Rumpf’s work, first published in German in 1959, was a rare attempt at a systematic analysis of the split. Rumpf wanted to demonstrate that rejection of the Treaty could not be ‘explained simply in terms of the attitude of a few IRA commandants’ – a commendable aim, certainly, but surprisingly hard to achieve. A recent study of the civil war remarks that ‘no scholar has convincingly argued that the conflict emerged out of objective social and political conditions.’37 Few indeed have even tried. Rumpf saw the split as coinciding with a wid
er line of social division which he called ‘the west–east gradient’. The small farmers of the west ‘owed the preservation of their traditional Gaelic outlook to a remote situation and economic backwardness’.38 Rumpf made a larger claim, that the intensity of the ‘national struggle’ of 1919–21 created a pattern for the anti-Treaty struggle: ‘anti-British and subsequent anti-Treaty activity went together,’ in fact, indicating that ‘the animosities developed during the earlier campaign produced a deep-rooted spirit of intransigence’ in the most active areas. The statistics he used to plot the intensity of armed action were fairly crude, however, and he did not resolve the problem that some of the most intransigent anti-Treaty areas had not been in the forefront of the ‘national struggle’. Kerry and Mayo, with their erratic military performance, had almost troubled Mulcahy more than they had the British. Their resistance to the Treaty stemmed, perhaps, more from pre-political hostility to government than from political principle.
Were women especially likely to stay loyal to the Republic? Certainly all six of the women TDs voted against the Treaty, and it struck many people that the majority of active nationalist women took the anti-Treaty side.
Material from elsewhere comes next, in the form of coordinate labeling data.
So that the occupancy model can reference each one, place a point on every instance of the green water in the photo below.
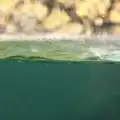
(59, 91)
(59, 50)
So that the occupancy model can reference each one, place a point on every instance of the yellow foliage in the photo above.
(115, 16)
(57, 18)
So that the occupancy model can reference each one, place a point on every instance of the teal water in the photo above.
(59, 90)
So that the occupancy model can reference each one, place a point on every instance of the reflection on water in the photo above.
(61, 50)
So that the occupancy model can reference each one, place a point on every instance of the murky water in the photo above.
(69, 50)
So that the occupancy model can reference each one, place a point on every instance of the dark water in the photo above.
(59, 91)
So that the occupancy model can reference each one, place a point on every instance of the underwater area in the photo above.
(49, 77)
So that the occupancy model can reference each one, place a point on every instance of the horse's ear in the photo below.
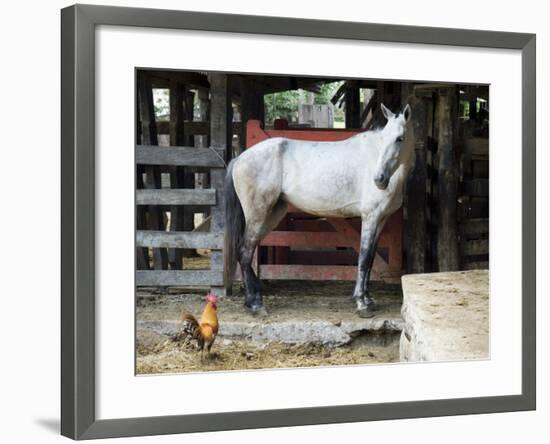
(387, 113)
(407, 113)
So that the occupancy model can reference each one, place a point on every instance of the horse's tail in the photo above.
(234, 227)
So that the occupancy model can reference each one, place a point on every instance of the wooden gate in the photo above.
(165, 208)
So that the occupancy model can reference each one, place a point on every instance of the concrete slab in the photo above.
(446, 316)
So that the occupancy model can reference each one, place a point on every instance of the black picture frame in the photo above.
(78, 420)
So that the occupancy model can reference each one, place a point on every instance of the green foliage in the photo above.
(161, 101)
(284, 105)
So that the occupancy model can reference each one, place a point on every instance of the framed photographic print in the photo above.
(292, 221)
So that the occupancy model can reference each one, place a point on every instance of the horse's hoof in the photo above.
(365, 313)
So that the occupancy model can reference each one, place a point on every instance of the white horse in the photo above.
(362, 176)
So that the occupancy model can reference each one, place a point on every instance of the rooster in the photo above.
(205, 331)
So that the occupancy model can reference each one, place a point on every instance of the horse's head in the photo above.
(391, 154)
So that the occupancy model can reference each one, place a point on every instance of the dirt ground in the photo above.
(297, 300)
(307, 300)
(158, 354)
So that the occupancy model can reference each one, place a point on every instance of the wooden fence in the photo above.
(161, 241)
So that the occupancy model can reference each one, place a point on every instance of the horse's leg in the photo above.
(371, 228)
(255, 231)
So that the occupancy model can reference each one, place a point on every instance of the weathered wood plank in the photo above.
(178, 278)
(416, 200)
(447, 234)
(309, 239)
(336, 257)
(477, 187)
(178, 156)
(323, 272)
(477, 146)
(193, 128)
(476, 265)
(149, 136)
(163, 239)
(176, 197)
(309, 272)
(221, 134)
(475, 227)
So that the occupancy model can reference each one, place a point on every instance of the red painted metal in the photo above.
(304, 233)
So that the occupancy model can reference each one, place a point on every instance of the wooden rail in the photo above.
(179, 156)
(179, 278)
(175, 239)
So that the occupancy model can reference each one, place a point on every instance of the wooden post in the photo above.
(447, 237)
(221, 129)
(185, 174)
(353, 105)
(152, 173)
(177, 91)
(203, 141)
(416, 199)
(252, 105)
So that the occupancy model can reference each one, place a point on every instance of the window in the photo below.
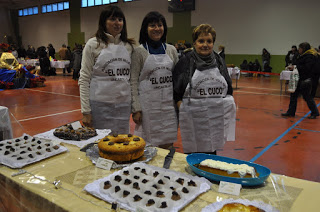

Jennie Wyse Power saw her former colleagues as ‘running wild’, and thought Mary MacSwiney’s influence Rasputin-like. She was stung by their immediate recourse to personal attacks – they were ‘very free in their criticisms’ – a tendency noticed by many others.39 To Batt O’Connor, ‘the women are “holy terrors”, mud-slinging and name-calling’. P. S. O’Hegarty’s complaint that ‘women jumped to conclusions without any consideration whatever, save their emotions’ may look like crude stereotyping. But the most vocal women did seem disinclined to debate the practical merits of the Treaty. The first woman to speak in the Dáil debate, Kathleen O’Callaghan, declared that to her the issue was simply one of ‘principle, a matter of conscience, and a matter of right and wrong’. And women did use particularly emotional language: one Cumann na mBan member recalled the movement ‘speaking with one clear and emphatic voice rejecting the Treaty of surrender and all that its evil and unnatural clauses stood for, when the people of Ireland staggered under the foul threat of utter extermination’.40 It seems likely that such intense emotionalism exerted some pressure on men. One English journalist plausibly portrayed the Dáil Cabinet in August ‘quailing … before the accusing forefinger of Miss MacSwiney’.41 Her two-and-three-quarter-hour ‘tirade’ during the Treaty debate echoed with words like ‘dishonour’, ‘surrender’ and ‘betrayal’.